After the latest inflation figures in Germany, a question clearly arises: are the money markets in the eurozone too aggressive in their timetable for the ECB's rate hike, or is the latter slow to normalise its monetary policy?
Inflation in Germany came out well above consensus, at least in January, although it rose less than in December on an annual basis.
This raises two observations: inflation is probably peaking after months of progress, but this does not mean that it will decline rapidly.
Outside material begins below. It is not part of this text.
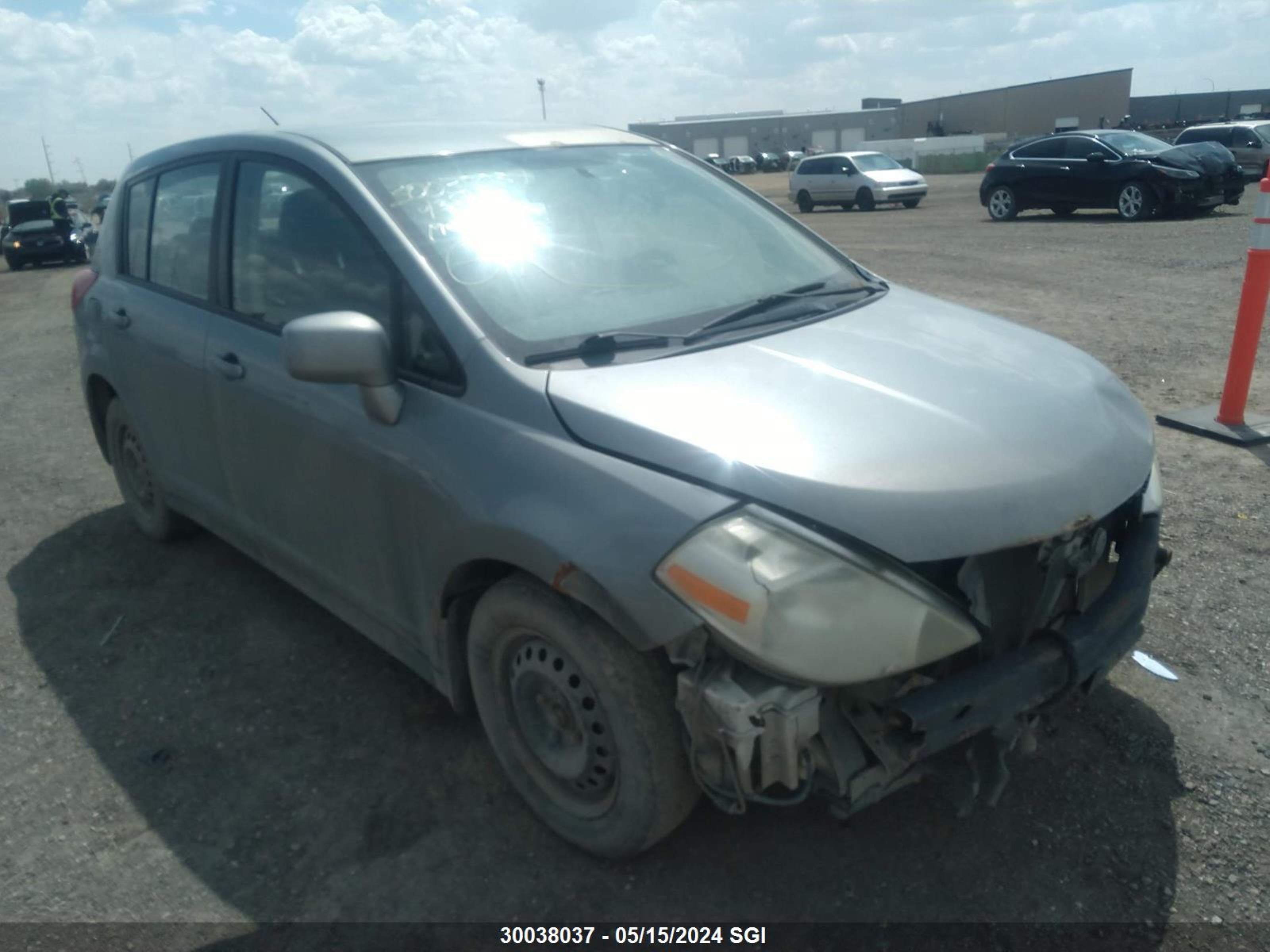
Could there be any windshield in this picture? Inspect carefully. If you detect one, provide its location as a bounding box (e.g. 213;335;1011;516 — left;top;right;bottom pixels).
1099;132;1168;155
851;152;904;171
358;145;864;359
Money markets in the eurozone anticipate, after these figures, that the European Central Bank (ECB) will raise its main rate by 0.10% by September and by 0.25% by December.
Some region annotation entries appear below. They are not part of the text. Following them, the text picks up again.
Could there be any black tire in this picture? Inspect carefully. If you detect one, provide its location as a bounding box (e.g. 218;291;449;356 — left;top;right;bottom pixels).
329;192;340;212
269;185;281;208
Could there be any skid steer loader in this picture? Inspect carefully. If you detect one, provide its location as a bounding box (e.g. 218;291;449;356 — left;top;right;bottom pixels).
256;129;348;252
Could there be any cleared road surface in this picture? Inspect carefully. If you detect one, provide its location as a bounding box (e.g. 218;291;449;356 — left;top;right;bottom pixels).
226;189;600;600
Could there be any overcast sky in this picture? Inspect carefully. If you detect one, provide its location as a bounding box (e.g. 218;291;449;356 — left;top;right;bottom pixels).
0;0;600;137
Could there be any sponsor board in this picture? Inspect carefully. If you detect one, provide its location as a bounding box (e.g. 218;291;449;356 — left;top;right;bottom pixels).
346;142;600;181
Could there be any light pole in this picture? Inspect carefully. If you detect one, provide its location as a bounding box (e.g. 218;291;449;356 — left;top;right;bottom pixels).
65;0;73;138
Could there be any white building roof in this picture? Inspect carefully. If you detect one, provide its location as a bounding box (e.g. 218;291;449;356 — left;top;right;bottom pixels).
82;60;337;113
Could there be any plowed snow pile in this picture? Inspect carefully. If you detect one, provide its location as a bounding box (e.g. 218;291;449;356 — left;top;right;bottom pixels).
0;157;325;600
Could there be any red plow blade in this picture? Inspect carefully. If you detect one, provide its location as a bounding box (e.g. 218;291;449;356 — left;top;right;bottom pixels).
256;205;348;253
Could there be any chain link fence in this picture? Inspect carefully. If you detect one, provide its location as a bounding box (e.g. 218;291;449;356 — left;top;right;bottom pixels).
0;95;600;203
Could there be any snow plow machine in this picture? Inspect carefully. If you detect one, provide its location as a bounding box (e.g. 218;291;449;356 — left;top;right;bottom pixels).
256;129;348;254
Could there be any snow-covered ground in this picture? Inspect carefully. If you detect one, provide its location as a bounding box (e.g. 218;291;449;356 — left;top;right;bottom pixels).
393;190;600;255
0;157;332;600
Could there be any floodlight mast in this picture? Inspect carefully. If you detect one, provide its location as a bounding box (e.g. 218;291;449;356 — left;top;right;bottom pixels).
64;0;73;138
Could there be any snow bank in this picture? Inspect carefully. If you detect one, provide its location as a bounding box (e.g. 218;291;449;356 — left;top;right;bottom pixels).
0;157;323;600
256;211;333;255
Except that the latest statements of the members of the ECB do not go in this direction and point to a rate hike rather in 2023. So either the money markets have an overly aggressive view of the ECB's monetary normalisation path, or the ECB will have to change its discourse after the German figures and in a context where energy prices remain high as well as logistical tensions at the global level, tensions that continue to put pressure on prices due to shortages and delays generated.
We know that central banks do not want to overreact to the price pressures induced by the health crisis and in particular the global logistical disorganisations, but if inflationary pressures persist because other elements are added, it is difficult to imagine the institution sitting idly by.
This is especially true since inflation remains a sensitive political and societal issue in Germany and after having tolerated a deviation for some time, the voices of the ECB hawks could begin to be heard a little more.
It is obviously impossible for the ECB to suddenly become aggressive after adopting a very accommodative stance in recent months. But a shift in language that leaves the door open to a rate hike by the end of the year cannot be ruled out at a time when many central banks around the world have already begun to raise rates and the Federal Reserve has significantly muscled its rhetoric last week.
In this pre-meeting context, the German 10-year rate, still very low from a historical point of view, still touched its highest level since the second quarter of 2019.